Die meisten Menschen, die in der Kälte ausharren, sich zwischendurch gegenüber heißen Kaffee oder auch etwas zu essen holen, sind schon seit Jahren regelmäßige Besucher im Zuckerladen. So wie Johannes und Jona. Die beiden Zehnjährigen waren bereits um 10 Uhr morgens da, eine Stunde vor Ladenöffnung. "Dafür waren wir die zweiten im Geschäft", berichtet Johannes stolz um kurz nach 13 Uhr, als sie zum zweiten Mal anstehen. Diesmal wird es länger dauern. Nicht alle halten durch. Johannes und Jona schon.
"Wie lange warten Sie schon?", ist wohl die am meisten gestellte Frage an diesem Nachmittag von jenen, die noch nachkommen und zweifeln, ob sie sich wirklich einreihen sollen in die Schlange, die bis zum Plöck-Parkhaus reicht. Die meisten tun es.

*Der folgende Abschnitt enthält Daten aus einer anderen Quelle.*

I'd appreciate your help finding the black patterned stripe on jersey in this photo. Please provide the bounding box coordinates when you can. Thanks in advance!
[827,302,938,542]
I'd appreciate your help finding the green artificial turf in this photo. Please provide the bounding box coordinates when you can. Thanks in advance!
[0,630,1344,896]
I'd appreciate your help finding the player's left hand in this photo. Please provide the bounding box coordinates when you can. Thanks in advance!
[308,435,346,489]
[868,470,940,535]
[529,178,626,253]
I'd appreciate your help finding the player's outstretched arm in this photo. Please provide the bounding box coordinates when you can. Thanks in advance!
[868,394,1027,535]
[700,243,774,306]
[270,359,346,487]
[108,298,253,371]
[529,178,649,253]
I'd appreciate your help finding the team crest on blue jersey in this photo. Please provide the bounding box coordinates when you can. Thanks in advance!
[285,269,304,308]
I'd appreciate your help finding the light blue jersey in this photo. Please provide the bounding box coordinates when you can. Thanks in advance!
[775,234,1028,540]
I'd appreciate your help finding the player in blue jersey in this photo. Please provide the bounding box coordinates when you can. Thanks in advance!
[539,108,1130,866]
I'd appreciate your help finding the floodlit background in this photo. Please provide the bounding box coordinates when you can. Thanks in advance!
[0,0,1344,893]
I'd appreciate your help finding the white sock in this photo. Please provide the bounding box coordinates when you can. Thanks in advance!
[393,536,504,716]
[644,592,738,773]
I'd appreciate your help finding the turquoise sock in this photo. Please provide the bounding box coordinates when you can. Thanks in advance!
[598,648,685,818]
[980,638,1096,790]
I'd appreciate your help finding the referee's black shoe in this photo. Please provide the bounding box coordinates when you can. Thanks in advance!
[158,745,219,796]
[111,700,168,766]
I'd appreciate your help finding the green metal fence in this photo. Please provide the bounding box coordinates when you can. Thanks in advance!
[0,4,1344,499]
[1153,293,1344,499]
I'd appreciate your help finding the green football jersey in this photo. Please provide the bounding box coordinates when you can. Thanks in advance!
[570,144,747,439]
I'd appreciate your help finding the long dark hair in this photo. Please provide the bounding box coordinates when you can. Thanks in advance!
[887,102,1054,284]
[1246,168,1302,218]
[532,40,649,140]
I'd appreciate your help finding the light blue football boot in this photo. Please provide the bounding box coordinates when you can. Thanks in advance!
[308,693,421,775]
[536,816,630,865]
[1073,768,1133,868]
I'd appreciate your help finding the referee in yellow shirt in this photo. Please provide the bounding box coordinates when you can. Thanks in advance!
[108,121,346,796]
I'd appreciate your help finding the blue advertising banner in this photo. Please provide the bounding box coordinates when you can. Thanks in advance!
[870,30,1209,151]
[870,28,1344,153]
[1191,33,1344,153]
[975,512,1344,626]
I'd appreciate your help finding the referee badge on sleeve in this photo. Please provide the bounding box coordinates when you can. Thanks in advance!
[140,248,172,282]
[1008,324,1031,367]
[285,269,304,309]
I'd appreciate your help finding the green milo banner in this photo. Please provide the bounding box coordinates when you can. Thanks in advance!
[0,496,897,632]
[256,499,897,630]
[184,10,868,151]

"Ich komme immer zum Lakritzkaufen. Die haben so tolle Sorten", verrät Bettina Burgstaller-Köhler. Die Handschuhsheimerin kennt den Zuckerladen ebenfalls bereits aus ihrer Jugend. Hat auch später jahrelang hier eingekauft, etwa für Kindergeburtstage oder um Schultüten zu füllen.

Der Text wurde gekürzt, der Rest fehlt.